Thanks for digging into this one! Curiosity, satisfied.
Well done, Peter for that clip.
Unmistakably the old Arms Park in Cardiff; hallowed ground in this part of the world where Rugby is taken very seriously.
Wales are due for another test match with the All Blacks tomorrow in the new Millennium Stadium, a stone’s throw (or drop kick) from the Arms Park where that wonderful full length run took place almost forty years ago..
A ‘knock on’ in Rugby is the illegal, (often unintended), forward passage of the ball in play, typically resulting from a fumble when passing the ball or loosing grip. It results in a scrum with the opposition given the ball to ‘put in’. It usually signifies a reversal of the flow of the game.
The ‘knock-on’ effect.
To be pedantic, the match was played at the National Stadium often, but erroneously, referred to as the Cardiff Arms Park. The latter still exists and is the home of Cardiff RFC and, once again, the Cardiff Blues.
A ‘knock-on effect’ is not really a side-effect, it’s a direct result: as somebody says on Wiktionary, ‘”knock-on effect” is almost a direct translation of the late Latin repercussio (repercussion)’, and “repercussion” is a fair synonym. The images that seem to occur to Britons to explain the phrase are billiard/snooker/pool balls cannoning into each other, and lines of dominoes falling over, although, of course, that’s got its own name, as misused in the 1960s about South East Asia.

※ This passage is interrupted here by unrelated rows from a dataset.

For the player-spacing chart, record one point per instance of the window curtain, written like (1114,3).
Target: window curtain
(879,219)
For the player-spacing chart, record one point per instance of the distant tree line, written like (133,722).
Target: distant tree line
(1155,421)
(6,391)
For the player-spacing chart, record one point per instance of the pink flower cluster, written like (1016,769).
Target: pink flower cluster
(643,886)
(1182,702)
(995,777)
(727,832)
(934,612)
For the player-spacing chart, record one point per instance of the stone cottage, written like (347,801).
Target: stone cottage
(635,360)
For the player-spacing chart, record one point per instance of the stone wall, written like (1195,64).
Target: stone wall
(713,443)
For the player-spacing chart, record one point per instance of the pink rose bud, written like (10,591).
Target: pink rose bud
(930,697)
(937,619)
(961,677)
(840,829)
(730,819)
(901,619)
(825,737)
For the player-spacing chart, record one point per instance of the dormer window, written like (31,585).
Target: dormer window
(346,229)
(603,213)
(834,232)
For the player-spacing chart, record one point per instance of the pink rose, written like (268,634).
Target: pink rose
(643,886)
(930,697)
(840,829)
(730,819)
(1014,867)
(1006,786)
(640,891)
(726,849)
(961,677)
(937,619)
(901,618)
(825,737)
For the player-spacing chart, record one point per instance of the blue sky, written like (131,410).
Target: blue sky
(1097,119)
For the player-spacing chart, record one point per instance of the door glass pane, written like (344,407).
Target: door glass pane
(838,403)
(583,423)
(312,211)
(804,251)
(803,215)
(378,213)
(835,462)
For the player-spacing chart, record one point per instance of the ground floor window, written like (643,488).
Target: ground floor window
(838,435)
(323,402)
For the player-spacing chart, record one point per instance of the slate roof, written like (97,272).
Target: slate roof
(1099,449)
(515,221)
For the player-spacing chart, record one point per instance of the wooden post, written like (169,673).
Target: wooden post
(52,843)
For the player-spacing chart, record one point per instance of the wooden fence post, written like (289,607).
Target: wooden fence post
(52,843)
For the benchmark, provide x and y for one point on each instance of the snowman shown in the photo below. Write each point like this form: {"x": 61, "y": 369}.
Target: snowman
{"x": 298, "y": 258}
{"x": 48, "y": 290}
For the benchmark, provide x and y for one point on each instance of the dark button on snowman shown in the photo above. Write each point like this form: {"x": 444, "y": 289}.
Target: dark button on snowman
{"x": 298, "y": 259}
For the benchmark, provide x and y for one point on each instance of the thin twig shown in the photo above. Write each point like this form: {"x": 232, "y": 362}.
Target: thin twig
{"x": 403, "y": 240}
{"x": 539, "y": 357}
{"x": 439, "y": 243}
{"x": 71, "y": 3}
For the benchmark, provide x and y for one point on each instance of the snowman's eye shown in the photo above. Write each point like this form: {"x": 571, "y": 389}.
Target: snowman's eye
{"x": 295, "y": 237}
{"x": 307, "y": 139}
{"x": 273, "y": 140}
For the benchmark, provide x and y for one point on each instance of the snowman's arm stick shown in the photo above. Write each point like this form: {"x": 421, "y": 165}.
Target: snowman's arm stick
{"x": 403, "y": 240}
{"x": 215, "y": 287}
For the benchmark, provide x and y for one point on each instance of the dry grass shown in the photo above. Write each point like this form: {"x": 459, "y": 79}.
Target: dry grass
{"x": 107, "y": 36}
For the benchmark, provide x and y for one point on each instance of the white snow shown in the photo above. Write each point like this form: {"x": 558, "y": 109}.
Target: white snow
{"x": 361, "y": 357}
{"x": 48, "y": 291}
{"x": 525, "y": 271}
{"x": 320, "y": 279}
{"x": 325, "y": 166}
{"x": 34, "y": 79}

(BrE) I’d just like to agree with Martyn Cornell that a knock-on effect is not really the same as a side-effect. This is from the Oxford Advanced Learner’s Dictionary – “causing other events to happen one after another in a series” – and they give the example – “The increase in the price of oil had a knock-on effect on the cost of many other goods.”
In UK, I always hear ‘knock-on effect’ used in the sense of there being (logical) consequential effects to some action. However, the idiom doesn’t itself imply that those are good or bad (c.f. repercussions, which are generally assumed to be bad).
As Rugby Football pre-dates particles physics, it’s far more plausible the scientific usage came via a rugby-playing physicist.
I’ve recently become aware (in London) of increasing usage of “knock-off’, instead of “counterfeit”, but meaning the same.
Definitely an Americanism. The OED cites a 1966 quote in the NY Times: “Copying designs to sell for less has a name in the industry. It is called the ‘knockoff.’”
‘knock on effect’ is in a lyric by The Tragically Hip from the mid 90s, so it was definitely in Canada by then.